# found large pigeon with blue leg band in north Chicago



## molaxpati (Jun 8, 2016)

This pigeon arrived in my yard 5pm June 7th. Vicinity of Foster and Pulaski in Chicago, Illinois. Very large compared to wild pigeons, it has white wings with singlebrown bars. The head and neck are iridescent maroon with green overtones. the breast is grey and the feet are bright red. I have been able to touch it and pet it a little bit but it keeps hopping on to of my canopy and won't let me catch it to read the code on the ankle band although I can see there are numbers on it. The bird is in good shape although some wing feathers are out of place and I'm not sure it can fly well. It gets up to the canopy and down to the pond to drink. It is in a safe area: the yard has a high secure wooden fence, a pond for water, a canopy if it rains (he likes the porch swing!) and I am giving it grain which it is eating. I'll ,continue to try to get ahold of it to get the info off the band meanwhile, if there is a pigeon expert in my area, I could use some help.


----------



## Skyeking (Jan 17, 2003)

*Thank you for caring.

Please contain the bird, so it can be cared for and it is just a sitting duck for a predator attack. It is lost and used to being housed and fed and out of elements. Wild bird seed and fresh drinking water will do for now.

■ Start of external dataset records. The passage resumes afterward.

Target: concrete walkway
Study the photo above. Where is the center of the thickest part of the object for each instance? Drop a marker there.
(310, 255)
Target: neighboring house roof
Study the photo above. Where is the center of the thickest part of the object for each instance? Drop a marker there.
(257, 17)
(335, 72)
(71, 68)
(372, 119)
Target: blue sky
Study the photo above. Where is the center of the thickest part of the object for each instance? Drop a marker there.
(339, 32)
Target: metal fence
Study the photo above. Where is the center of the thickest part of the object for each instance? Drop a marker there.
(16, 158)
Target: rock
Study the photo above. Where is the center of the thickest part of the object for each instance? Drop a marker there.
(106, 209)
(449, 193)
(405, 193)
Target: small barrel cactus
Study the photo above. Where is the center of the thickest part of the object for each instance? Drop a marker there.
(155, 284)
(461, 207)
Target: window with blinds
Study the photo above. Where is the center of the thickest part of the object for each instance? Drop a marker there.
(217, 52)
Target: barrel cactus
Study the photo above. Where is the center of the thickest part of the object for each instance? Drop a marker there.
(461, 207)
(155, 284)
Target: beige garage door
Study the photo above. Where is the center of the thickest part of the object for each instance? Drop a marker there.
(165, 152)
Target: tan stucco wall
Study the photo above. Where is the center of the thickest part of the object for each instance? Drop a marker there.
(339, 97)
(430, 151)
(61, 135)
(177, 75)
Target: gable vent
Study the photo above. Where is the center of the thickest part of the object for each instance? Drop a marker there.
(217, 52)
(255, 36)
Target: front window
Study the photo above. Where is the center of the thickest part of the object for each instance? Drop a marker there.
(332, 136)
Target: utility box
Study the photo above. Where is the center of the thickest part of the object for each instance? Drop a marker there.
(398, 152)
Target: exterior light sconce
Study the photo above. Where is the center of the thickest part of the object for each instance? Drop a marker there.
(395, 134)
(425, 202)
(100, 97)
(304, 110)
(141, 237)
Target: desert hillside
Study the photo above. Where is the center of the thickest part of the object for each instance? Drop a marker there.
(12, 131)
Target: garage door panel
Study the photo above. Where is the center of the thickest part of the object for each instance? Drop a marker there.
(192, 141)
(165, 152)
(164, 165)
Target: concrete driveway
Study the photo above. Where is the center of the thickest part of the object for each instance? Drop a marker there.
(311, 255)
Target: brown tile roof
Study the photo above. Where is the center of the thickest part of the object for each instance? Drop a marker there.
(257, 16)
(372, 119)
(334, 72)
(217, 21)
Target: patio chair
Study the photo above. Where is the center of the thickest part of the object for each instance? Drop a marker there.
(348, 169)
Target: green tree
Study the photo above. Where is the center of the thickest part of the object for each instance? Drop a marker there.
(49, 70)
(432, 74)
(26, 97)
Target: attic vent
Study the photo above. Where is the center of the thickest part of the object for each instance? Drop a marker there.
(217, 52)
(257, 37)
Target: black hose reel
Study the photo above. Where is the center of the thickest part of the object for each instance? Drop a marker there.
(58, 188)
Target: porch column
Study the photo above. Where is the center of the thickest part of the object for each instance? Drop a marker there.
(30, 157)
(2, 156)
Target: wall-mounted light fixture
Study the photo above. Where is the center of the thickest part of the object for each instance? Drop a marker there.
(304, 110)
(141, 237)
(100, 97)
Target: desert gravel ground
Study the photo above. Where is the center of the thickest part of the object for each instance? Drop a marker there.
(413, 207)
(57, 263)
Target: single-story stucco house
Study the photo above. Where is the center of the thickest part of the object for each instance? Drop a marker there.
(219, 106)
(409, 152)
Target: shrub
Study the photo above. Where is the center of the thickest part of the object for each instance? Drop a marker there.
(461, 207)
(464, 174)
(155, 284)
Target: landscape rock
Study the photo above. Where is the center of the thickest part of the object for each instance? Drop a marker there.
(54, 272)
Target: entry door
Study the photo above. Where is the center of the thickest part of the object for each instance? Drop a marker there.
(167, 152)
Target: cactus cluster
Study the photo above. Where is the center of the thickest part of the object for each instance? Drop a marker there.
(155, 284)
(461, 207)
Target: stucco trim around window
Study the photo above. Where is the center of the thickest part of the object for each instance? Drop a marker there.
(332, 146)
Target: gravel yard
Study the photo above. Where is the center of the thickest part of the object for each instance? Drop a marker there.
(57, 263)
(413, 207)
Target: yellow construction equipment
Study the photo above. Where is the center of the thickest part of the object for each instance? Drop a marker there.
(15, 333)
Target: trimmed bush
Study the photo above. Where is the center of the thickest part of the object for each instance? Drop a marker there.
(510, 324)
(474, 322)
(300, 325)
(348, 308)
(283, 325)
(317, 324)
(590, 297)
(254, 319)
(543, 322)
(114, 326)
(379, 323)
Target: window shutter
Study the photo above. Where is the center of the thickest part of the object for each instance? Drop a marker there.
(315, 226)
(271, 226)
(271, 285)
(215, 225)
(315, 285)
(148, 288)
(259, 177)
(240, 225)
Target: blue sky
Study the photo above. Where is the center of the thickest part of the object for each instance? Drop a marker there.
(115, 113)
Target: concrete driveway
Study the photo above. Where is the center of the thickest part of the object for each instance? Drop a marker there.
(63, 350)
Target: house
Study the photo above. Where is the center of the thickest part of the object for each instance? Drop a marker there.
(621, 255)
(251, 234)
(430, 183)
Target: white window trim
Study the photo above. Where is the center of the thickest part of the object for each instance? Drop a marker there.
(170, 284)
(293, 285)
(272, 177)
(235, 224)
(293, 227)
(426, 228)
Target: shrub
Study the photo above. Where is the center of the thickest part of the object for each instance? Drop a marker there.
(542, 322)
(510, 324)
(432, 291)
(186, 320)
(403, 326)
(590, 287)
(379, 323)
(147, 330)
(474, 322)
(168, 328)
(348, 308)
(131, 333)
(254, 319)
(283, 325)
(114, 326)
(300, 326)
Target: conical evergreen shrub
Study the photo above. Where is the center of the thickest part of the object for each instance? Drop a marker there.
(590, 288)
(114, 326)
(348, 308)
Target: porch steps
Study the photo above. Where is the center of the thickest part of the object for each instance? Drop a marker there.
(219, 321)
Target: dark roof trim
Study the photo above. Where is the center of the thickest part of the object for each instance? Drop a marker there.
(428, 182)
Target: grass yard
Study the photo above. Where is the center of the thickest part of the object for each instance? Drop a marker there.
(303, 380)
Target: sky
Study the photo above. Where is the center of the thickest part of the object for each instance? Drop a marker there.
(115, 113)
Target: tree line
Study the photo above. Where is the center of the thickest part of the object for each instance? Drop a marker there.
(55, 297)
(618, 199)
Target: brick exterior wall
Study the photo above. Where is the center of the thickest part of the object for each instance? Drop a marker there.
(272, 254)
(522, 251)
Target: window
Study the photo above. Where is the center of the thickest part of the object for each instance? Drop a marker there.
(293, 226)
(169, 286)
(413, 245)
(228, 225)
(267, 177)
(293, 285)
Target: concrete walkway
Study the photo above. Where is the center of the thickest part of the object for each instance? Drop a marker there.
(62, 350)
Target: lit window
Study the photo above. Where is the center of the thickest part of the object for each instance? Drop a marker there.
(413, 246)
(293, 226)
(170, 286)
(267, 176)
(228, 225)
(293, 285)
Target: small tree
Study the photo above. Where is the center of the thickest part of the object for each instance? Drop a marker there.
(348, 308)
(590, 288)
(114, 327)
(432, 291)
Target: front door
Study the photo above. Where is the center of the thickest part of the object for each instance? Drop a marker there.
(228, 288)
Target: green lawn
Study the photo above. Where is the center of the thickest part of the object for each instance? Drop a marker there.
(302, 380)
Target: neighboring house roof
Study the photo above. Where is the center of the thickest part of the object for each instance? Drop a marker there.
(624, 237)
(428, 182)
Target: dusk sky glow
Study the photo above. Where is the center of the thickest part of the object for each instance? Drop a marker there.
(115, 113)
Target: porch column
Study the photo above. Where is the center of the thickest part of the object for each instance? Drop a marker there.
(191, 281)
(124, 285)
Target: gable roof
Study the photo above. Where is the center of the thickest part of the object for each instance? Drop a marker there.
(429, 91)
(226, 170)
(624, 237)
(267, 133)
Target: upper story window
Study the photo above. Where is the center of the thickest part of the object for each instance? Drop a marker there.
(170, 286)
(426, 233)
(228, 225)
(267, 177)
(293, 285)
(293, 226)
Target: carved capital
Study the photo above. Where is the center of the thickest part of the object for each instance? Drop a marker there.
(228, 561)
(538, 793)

If it is allowing you to touch it then it is either a pet, sick or starved or both, and needs attention. Also,you can give us details of the complete band number so we can locate owner, if that is possible. Do not release, as no one can come get it and the bird obviously needs some human intervention.
*


----------



## molaxpati (Jun 8, 2016)

*Evading capture*

I am trying to catch the bird but it is skittish. I don't know why it will no longer let me touch it. It can fly well enough to flutter away to the top or the canopy which is 10'x12' and avoid capture. It appears to be missing some feathers on the right wing so I don't think it can fly away. I'll try some better food to try to make friends with it. It will allow me to get within a couple of feet so maybe I can take photos of the band. meanwhile it is somewhat protected in my enclosed yard, but if anyone knows a pigeon person in Chicago please let them know there's a bird in need!!!


----------



## Skyeking (Jan 17, 2003)

*You still have to get bird contained for someone to come help the bird.

Open a carrier or cage and put some bird seed inside, so the bird can see it. Then don't allow the bird to have any other source of food. Hopefully the bird will enter the carrier and you can close it.

http://www.pigeons.biz/forums/f20/1...s-incl2cnd-step-post-your-location-38776.html*


----------



## molaxpati (Jun 8, 2016)

OK, now you're talking. I can do that. I wasn't able to catch it with my hands but I might be ably to locate a cage or dog kennel and capture him that way. Thanks for the tip.


----------



## molaxpati (Jun 8, 2016)

*progress and another pigeon.*

I now have a dog crate aprox 30"x30"x48" set up with bird seed including some millet branches. Is there some bedding I can put in there? 
I have seen some of the band. It reads: EB 2898 12 only the 12 is on its side. there may be more, I'm still trying to read from a distance.
The neighbors are telling me there is another pigeon with a leg band hanging around the area it is also large and is brown. I have seen it at a distance. Could they be related?


----------



## molaxpati (Jun 8, 2016)

*full code found but no capture*

Now I have the full code from the band:
NPA (12) 11 EB 2898
I have written to the National Pigeon Association so I'm hoping they will contact me soon with the owner's information. Its going to start raining tonight or tomorrow and I would love to get this guy home before that happens.


----------